Later, Doris runs into some floozies coming out of a potential client’s hotel room. They’ve been up all night with Rock Hudson. Doris and her puff pastry hat do not approve.

One of those floozies gets an endorsement gig where she gets married in an awesome gold lurex bathing suit. Only floozies get married in bathing suits.

Doris refuses to suffer Rock & his floozies lying down, so she takes him to the local ethics board to try to get him censured. This suit is one of my favorites. The white jacket is fully lined with the same gray flannel as her dress underneath. It has high slits up the sides so when she walks you can see both the dress and inside of the coat kick up. And I love the little bows on the dress. So simple and lovely.

As Doris meets Rock (thinking he is someone else, of course) we begin to see her wardrobe soften and include warmer (more feminine?) colors. I’m no fan of pink, but even I like this bright cheery suit with the wacky hat. Rock does too, apparently, as they spend the day together and before you know it, they’re frolicking on the beach together…

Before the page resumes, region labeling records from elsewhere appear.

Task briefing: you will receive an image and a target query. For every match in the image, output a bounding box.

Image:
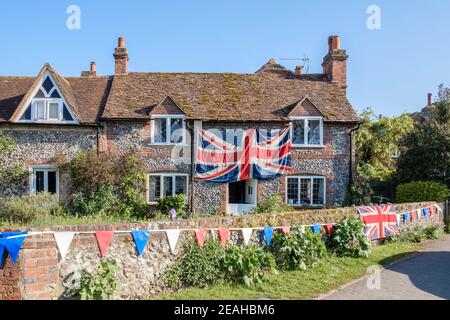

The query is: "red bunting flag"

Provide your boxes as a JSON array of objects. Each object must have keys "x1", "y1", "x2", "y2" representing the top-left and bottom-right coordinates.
[
  {"x1": 95, "y1": 231, "x2": 114, "y2": 257},
  {"x1": 325, "y1": 223, "x2": 333, "y2": 236},
  {"x1": 219, "y1": 229, "x2": 230, "y2": 248},
  {"x1": 281, "y1": 226, "x2": 291, "y2": 234},
  {"x1": 195, "y1": 229, "x2": 207, "y2": 248}
]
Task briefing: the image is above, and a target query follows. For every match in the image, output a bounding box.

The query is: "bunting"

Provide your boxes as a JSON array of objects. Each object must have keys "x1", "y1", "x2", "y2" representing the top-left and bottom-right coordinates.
[
  {"x1": 219, "y1": 229, "x2": 230, "y2": 248},
  {"x1": 241, "y1": 228, "x2": 253, "y2": 245},
  {"x1": 95, "y1": 231, "x2": 113, "y2": 257},
  {"x1": 53, "y1": 232, "x2": 76, "y2": 260},
  {"x1": 131, "y1": 230, "x2": 150, "y2": 257},
  {"x1": 264, "y1": 226, "x2": 273, "y2": 246},
  {"x1": 166, "y1": 229, "x2": 181, "y2": 254}
]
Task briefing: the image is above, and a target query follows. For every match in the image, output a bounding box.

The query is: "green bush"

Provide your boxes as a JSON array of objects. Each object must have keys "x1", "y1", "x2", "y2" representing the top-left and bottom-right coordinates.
[
  {"x1": 396, "y1": 181, "x2": 450, "y2": 203},
  {"x1": 0, "y1": 193, "x2": 64, "y2": 224},
  {"x1": 156, "y1": 194, "x2": 186, "y2": 216},
  {"x1": 223, "y1": 245, "x2": 276, "y2": 286},
  {"x1": 79, "y1": 259, "x2": 117, "y2": 300},
  {"x1": 250, "y1": 195, "x2": 293, "y2": 214},
  {"x1": 328, "y1": 216, "x2": 370, "y2": 258},
  {"x1": 271, "y1": 227, "x2": 327, "y2": 270},
  {"x1": 163, "y1": 238, "x2": 224, "y2": 288}
]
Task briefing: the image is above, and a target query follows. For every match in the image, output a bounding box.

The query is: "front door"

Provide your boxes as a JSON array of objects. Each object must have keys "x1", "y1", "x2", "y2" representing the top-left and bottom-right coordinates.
[{"x1": 228, "y1": 179, "x2": 258, "y2": 215}]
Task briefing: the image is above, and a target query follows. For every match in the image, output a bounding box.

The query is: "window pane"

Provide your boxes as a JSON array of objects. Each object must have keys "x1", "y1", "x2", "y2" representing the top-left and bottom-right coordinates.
[
  {"x1": 292, "y1": 121, "x2": 305, "y2": 144},
  {"x1": 300, "y1": 179, "x2": 311, "y2": 204},
  {"x1": 34, "y1": 171, "x2": 45, "y2": 192},
  {"x1": 287, "y1": 178, "x2": 299, "y2": 204},
  {"x1": 170, "y1": 118, "x2": 183, "y2": 143},
  {"x1": 153, "y1": 118, "x2": 167, "y2": 142},
  {"x1": 313, "y1": 179, "x2": 325, "y2": 204},
  {"x1": 48, "y1": 102, "x2": 59, "y2": 119},
  {"x1": 148, "y1": 176, "x2": 161, "y2": 202},
  {"x1": 36, "y1": 101, "x2": 45, "y2": 120},
  {"x1": 175, "y1": 176, "x2": 187, "y2": 194},
  {"x1": 164, "y1": 177, "x2": 173, "y2": 197},
  {"x1": 308, "y1": 120, "x2": 320, "y2": 145},
  {"x1": 47, "y1": 171, "x2": 57, "y2": 193}
]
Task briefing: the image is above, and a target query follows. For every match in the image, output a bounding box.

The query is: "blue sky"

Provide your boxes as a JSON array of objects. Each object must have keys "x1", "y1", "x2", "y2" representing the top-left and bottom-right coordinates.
[{"x1": 0, "y1": 0, "x2": 450, "y2": 116}]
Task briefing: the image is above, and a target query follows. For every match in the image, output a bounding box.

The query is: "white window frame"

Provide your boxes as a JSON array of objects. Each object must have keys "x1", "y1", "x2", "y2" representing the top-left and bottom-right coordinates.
[
  {"x1": 29, "y1": 164, "x2": 60, "y2": 195},
  {"x1": 146, "y1": 172, "x2": 189, "y2": 204},
  {"x1": 150, "y1": 114, "x2": 186, "y2": 145},
  {"x1": 290, "y1": 116, "x2": 323, "y2": 148},
  {"x1": 284, "y1": 176, "x2": 327, "y2": 207}
]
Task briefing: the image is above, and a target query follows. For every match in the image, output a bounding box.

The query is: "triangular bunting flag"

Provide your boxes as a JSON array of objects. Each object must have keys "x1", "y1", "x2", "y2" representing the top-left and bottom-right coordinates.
[
  {"x1": 264, "y1": 226, "x2": 273, "y2": 246},
  {"x1": 219, "y1": 229, "x2": 230, "y2": 248},
  {"x1": 131, "y1": 230, "x2": 149, "y2": 257},
  {"x1": 241, "y1": 228, "x2": 253, "y2": 245},
  {"x1": 325, "y1": 223, "x2": 333, "y2": 236},
  {"x1": 2, "y1": 232, "x2": 28, "y2": 263},
  {"x1": 95, "y1": 231, "x2": 114, "y2": 257},
  {"x1": 53, "y1": 232, "x2": 76, "y2": 260},
  {"x1": 195, "y1": 229, "x2": 207, "y2": 248},
  {"x1": 311, "y1": 224, "x2": 320, "y2": 234},
  {"x1": 281, "y1": 226, "x2": 291, "y2": 234},
  {"x1": 166, "y1": 229, "x2": 181, "y2": 254}
]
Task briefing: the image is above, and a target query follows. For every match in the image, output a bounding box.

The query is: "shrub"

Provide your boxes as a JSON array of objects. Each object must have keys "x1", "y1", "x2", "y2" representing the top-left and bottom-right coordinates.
[
  {"x1": 223, "y1": 245, "x2": 276, "y2": 286},
  {"x1": 396, "y1": 181, "x2": 450, "y2": 203},
  {"x1": 0, "y1": 193, "x2": 64, "y2": 224},
  {"x1": 250, "y1": 195, "x2": 293, "y2": 214},
  {"x1": 271, "y1": 227, "x2": 327, "y2": 270},
  {"x1": 79, "y1": 259, "x2": 117, "y2": 300},
  {"x1": 328, "y1": 216, "x2": 370, "y2": 257},
  {"x1": 163, "y1": 238, "x2": 224, "y2": 288},
  {"x1": 156, "y1": 194, "x2": 186, "y2": 216}
]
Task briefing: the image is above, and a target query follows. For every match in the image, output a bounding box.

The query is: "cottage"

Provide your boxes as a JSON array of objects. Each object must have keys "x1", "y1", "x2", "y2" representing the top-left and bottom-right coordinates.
[{"x1": 0, "y1": 36, "x2": 359, "y2": 213}]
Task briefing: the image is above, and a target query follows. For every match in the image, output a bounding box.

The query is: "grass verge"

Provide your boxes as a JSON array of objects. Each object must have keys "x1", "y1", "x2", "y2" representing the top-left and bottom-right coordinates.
[{"x1": 153, "y1": 242, "x2": 420, "y2": 300}]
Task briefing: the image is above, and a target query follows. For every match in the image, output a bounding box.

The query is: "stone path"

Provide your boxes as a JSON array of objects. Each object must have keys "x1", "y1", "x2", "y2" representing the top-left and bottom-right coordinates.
[{"x1": 321, "y1": 235, "x2": 450, "y2": 300}]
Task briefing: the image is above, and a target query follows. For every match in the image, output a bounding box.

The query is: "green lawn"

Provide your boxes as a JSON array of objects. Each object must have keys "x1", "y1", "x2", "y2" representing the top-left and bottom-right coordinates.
[{"x1": 153, "y1": 243, "x2": 420, "y2": 300}]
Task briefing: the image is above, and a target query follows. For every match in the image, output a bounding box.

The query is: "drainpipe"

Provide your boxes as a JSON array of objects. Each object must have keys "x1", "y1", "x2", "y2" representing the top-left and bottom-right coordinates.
[
  {"x1": 186, "y1": 121, "x2": 195, "y2": 213},
  {"x1": 348, "y1": 123, "x2": 361, "y2": 192}
]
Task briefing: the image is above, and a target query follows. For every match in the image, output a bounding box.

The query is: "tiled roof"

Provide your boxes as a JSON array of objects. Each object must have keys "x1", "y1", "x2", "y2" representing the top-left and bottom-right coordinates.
[{"x1": 0, "y1": 60, "x2": 359, "y2": 123}]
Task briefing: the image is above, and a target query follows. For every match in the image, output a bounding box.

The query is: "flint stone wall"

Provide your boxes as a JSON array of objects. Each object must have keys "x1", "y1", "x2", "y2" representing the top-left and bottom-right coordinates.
[{"x1": 0, "y1": 203, "x2": 443, "y2": 299}]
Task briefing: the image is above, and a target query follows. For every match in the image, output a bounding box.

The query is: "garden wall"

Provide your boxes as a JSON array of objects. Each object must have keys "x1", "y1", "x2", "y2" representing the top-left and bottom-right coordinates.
[{"x1": 0, "y1": 202, "x2": 442, "y2": 299}]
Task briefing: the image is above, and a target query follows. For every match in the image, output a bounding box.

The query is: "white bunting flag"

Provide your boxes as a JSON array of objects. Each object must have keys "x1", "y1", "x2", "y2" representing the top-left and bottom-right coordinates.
[
  {"x1": 241, "y1": 228, "x2": 253, "y2": 245},
  {"x1": 53, "y1": 232, "x2": 76, "y2": 260},
  {"x1": 166, "y1": 229, "x2": 181, "y2": 254}
]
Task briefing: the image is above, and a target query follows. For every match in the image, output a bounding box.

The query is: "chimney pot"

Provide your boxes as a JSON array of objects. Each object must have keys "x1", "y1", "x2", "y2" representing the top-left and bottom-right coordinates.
[
  {"x1": 118, "y1": 37, "x2": 125, "y2": 48},
  {"x1": 295, "y1": 66, "x2": 303, "y2": 76}
]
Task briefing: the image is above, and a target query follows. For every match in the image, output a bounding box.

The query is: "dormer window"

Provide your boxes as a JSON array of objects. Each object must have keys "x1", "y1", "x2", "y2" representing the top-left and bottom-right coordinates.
[
  {"x1": 19, "y1": 74, "x2": 76, "y2": 123},
  {"x1": 291, "y1": 117, "x2": 323, "y2": 147},
  {"x1": 151, "y1": 115, "x2": 186, "y2": 145}
]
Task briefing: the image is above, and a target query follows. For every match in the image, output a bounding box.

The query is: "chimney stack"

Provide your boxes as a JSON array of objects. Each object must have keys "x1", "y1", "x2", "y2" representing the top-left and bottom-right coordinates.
[
  {"x1": 114, "y1": 37, "x2": 129, "y2": 75},
  {"x1": 81, "y1": 62, "x2": 97, "y2": 77},
  {"x1": 322, "y1": 36, "x2": 348, "y2": 90}
]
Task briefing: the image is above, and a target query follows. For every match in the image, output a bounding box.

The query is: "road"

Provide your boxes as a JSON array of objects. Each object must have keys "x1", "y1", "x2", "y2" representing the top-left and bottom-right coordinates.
[{"x1": 321, "y1": 235, "x2": 450, "y2": 300}]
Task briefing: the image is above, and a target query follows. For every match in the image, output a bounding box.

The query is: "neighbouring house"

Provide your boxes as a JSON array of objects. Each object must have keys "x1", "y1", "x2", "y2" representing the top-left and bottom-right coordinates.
[{"x1": 0, "y1": 36, "x2": 360, "y2": 214}]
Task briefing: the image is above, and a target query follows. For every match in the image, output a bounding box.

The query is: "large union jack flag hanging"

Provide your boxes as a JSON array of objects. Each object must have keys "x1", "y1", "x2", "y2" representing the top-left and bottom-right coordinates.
[
  {"x1": 195, "y1": 128, "x2": 292, "y2": 183},
  {"x1": 358, "y1": 204, "x2": 398, "y2": 240}
]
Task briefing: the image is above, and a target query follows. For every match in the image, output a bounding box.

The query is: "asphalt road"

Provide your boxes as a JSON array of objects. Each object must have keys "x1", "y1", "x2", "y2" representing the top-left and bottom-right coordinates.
[{"x1": 322, "y1": 235, "x2": 450, "y2": 300}]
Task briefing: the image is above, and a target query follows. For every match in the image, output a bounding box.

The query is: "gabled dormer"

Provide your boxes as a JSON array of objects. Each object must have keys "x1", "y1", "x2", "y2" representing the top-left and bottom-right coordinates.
[{"x1": 11, "y1": 64, "x2": 79, "y2": 124}]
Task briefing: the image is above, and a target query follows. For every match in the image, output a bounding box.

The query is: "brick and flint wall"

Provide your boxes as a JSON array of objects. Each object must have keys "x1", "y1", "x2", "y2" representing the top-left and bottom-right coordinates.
[{"x1": 0, "y1": 203, "x2": 443, "y2": 299}]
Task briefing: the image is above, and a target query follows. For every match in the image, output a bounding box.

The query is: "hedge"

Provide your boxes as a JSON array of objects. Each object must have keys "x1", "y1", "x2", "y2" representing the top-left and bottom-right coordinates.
[{"x1": 396, "y1": 181, "x2": 450, "y2": 203}]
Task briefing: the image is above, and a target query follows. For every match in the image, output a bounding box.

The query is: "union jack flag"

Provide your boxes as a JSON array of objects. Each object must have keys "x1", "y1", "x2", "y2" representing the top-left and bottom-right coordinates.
[
  {"x1": 358, "y1": 204, "x2": 398, "y2": 240},
  {"x1": 195, "y1": 128, "x2": 292, "y2": 183}
]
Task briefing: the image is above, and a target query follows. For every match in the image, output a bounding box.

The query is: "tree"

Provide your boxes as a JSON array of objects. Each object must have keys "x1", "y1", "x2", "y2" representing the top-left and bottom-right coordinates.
[
  {"x1": 396, "y1": 85, "x2": 450, "y2": 186},
  {"x1": 0, "y1": 132, "x2": 27, "y2": 191},
  {"x1": 349, "y1": 108, "x2": 413, "y2": 204}
]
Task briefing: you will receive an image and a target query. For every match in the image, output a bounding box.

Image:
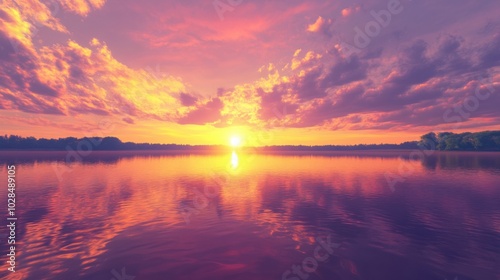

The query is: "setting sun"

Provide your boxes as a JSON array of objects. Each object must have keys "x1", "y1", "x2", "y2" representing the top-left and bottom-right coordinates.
[{"x1": 229, "y1": 135, "x2": 241, "y2": 148}]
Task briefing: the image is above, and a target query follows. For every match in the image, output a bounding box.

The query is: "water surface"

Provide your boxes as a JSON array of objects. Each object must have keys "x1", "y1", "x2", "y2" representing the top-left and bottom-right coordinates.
[{"x1": 0, "y1": 151, "x2": 500, "y2": 280}]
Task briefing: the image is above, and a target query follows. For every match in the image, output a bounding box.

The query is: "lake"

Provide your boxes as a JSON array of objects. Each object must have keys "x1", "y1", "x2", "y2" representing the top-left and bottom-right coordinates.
[{"x1": 0, "y1": 151, "x2": 500, "y2": 280}]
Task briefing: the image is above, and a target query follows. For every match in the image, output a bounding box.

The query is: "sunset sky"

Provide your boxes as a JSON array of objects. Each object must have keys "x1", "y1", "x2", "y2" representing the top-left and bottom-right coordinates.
[{"x1": 0, "y1": 0, "x2": 500, "y2": 145}]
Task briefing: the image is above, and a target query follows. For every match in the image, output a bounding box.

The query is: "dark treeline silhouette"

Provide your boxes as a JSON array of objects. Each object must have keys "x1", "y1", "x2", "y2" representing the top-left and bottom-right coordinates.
[
  {"x1": 0, "y1": 131, "x2": 500, "y2": 151},
  {"x1": 418, "y1": 131, "x2": 500, "y2": 151}
]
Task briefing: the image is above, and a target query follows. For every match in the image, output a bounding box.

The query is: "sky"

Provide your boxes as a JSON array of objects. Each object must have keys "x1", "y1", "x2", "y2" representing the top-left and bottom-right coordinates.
[{"x1": 0, "y1": 0, "x2": 500, "y2": 146}]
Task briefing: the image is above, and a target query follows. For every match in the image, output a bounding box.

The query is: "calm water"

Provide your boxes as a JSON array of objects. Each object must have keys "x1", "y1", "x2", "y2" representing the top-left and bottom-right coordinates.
[{"x1": 0, "y1": 152, "x2": 500, "y2": 280}]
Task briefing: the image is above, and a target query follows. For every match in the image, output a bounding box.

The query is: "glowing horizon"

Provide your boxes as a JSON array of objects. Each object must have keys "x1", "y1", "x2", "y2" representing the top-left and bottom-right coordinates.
[{"x1": 0, "y1": 0, "x2": 500, "y2": 146}]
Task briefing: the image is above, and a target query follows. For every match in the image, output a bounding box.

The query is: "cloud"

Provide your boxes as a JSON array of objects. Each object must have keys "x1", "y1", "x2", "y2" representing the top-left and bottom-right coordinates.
[
  {"x1": 178, "y1": 97, "x2": 223, "y2": 124},
  {"x1": 59, "y1": 0, "x2": 106, "y2": 16}
]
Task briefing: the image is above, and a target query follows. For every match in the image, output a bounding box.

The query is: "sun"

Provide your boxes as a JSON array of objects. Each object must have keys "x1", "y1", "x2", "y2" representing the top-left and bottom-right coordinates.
[{"x1": 229, "y1": 135, "x2": 241, "y2": 148}]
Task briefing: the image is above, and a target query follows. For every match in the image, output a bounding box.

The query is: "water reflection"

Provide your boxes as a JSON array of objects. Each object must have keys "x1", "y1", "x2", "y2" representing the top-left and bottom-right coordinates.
[{"x1": 0, "y1": 151, "x2": 500, "y2": 280}]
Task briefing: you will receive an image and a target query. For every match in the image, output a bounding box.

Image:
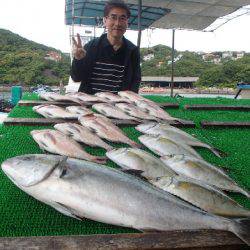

in a semi-translucent bathing suit. Doris! I’m quite shocked. But maybe this is the effect of Rock Hudson. Hang out with him long enough and you start wearing see-through clothing. And check out this hat she puts on! Rock seems to think it was a questionable choice.

Now fully in love and delusion, Doris invites Rock up to her apartment for a romantic dinner. Doris has previously mentioned that champagne makes her behave inappropriately, so she is a teetotaler. So when we see her in this lovely champagne-colored number with a beaded over-jacket that looks like champagne bubbles – you can see where this might end.

Here, Doris contemplates that slide into champagne hell, in her glorious yellow, robin’s egg blue and Chinese red kitchen. If I ever get a mid-century modern kitchen, I think I may decorate it just like this.

In one of the final scenes, Rock is talking with his secretary and damn if this doesn’t look exactly like Don Draper and Peggy from the final scene of The Suitcase. It’s like a cleaner, less tragic version of that very same shot.